Mississippi state democrats have opposed the religious freedom bill since the beginning and voiced their opinions during last night’s session of the Mississippi State Senate. State Democrats claim the bill is harmful, discriminatory, and unconstitutional, charges leveled at similar religious freedom bills passed in other states, like North Carolina and Georgia. However, the Georgia governor vetoed the bill in that state, as the Inquisitr reported previously.
“This is probably the worst religious freedom bill to date,” says Ben Needham, the director of an LGBT advocacy project called Project One America.
Mississippi’s religious freedom bill differs from those passed or vetoed in other states in that it protects individuals, religious organizations, and businesses from being charged in criminal or civil court for denying service to transgender individuals, gay individuals, or gay couples as long as their denial of service is based on “sincerely held religious beliefs.”

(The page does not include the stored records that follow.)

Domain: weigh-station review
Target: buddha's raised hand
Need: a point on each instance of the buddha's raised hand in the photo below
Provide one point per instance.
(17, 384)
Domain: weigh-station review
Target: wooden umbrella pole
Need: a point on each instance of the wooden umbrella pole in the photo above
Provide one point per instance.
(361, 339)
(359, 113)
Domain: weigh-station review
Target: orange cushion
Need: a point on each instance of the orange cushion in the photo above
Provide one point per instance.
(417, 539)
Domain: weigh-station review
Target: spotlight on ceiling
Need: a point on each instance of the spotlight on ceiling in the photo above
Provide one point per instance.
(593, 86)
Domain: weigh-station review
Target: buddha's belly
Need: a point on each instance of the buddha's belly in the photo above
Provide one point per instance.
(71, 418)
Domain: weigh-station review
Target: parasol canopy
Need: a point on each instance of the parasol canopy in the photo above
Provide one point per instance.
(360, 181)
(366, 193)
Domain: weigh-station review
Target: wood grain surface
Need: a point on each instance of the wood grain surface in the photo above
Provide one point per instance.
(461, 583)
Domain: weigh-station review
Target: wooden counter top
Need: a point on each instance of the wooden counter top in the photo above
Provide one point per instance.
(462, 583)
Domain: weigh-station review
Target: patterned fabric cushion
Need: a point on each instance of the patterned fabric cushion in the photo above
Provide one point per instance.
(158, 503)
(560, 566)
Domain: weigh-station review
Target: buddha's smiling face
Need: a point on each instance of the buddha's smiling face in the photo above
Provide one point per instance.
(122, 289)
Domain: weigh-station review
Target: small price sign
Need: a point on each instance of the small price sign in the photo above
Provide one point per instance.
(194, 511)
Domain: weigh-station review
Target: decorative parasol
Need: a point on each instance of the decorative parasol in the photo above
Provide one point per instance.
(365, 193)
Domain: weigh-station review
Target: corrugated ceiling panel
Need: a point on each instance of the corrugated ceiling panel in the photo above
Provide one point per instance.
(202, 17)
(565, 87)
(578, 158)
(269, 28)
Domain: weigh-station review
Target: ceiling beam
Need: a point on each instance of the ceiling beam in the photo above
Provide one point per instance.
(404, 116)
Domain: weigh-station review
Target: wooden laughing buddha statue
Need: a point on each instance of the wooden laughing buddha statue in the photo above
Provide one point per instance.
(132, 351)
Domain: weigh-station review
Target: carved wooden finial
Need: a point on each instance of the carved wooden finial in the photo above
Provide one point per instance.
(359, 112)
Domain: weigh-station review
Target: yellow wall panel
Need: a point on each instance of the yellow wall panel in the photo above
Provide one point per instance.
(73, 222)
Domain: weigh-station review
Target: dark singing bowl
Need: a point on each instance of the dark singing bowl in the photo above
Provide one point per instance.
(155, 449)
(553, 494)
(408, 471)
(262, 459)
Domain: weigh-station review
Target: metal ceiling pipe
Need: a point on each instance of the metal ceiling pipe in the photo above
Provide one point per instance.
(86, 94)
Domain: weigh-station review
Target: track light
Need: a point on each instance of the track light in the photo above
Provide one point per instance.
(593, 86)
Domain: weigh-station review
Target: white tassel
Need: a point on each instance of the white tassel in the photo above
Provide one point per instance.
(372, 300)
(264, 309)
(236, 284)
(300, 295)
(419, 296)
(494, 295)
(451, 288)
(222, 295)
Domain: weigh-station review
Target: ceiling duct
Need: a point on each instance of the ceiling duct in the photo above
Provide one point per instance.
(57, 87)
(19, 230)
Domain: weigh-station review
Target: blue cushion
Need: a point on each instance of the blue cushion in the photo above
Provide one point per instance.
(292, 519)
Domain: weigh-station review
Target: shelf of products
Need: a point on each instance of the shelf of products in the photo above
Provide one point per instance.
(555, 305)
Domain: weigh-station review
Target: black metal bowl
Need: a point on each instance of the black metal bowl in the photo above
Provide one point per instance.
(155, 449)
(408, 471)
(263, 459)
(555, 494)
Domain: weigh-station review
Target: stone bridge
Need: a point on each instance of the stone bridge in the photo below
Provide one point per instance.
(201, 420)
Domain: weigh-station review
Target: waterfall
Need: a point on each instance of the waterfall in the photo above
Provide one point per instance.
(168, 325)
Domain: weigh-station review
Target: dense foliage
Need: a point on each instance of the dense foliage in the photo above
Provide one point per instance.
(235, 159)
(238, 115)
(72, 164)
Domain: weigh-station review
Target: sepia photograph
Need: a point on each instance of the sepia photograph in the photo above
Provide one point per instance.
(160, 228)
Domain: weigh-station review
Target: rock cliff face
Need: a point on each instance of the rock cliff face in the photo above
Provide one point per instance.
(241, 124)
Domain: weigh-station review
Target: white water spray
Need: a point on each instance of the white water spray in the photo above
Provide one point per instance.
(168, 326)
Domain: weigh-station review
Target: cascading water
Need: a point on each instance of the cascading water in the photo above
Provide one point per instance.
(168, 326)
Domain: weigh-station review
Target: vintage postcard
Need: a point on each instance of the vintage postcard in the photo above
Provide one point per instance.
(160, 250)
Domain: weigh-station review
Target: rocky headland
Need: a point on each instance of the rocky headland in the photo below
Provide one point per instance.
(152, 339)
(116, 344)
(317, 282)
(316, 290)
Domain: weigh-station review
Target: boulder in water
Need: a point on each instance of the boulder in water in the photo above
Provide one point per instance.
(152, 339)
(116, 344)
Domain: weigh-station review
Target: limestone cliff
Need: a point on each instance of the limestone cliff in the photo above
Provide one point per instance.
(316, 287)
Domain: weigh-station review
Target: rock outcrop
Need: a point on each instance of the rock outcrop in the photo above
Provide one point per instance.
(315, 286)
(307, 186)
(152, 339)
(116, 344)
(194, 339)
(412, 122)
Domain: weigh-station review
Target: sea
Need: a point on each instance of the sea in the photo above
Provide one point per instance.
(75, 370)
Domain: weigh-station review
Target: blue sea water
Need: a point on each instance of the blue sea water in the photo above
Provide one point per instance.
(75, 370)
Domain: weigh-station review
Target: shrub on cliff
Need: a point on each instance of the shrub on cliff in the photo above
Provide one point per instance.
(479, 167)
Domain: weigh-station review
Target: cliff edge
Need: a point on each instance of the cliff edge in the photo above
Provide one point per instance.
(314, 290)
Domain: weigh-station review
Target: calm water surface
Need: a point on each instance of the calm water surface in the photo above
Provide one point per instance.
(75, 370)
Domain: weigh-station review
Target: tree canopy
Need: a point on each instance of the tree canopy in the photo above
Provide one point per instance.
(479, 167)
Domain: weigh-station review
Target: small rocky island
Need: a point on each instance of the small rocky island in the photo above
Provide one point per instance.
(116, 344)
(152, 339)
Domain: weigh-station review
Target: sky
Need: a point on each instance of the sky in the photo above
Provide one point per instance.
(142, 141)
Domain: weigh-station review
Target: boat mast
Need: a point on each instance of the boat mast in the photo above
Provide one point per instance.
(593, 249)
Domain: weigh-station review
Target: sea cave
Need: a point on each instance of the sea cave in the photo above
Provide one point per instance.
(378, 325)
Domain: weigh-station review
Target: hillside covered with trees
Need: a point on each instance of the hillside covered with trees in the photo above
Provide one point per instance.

“The bill doesn’t stop anyone from getting what they want from the state, I have a problem with the discrimination of Christian belief,” said Mississippi Representative Randy Boyd, who supports the sweeping religious freedom bill.
The Mississippi religious freedom bill covers familiar territory, but it goes a little further than other states. The bill also allows individuals to deny healthcare, medical services, foster care, adoption services, and government funding if providing these services to gay or transgender individuals would conflict with their religious beliefs. The sweeping anti-gay religious freedom bill was heavily criticized for its discriminatory language by Mississippi Democrats.
“I have experienced discrimination as many African Americans have, can’t you see how this legislation might be seen as discriminatory?” said State Senator John Horhn during the Senate session last night.
The sweeping Mississippi religious freedom bill was amended just before its passage, including a passage which provides legal immunity to any individual who denies the aforementioned services to someone else due to their sexual orientation or lifestyle choices if those choices conflict with their religious beliefs.
“It is very broad, and very dangerous. It basically sanctions religious discrimination,” said Bill Needham, speaking with CNN about the Mississippi religious freedom bill.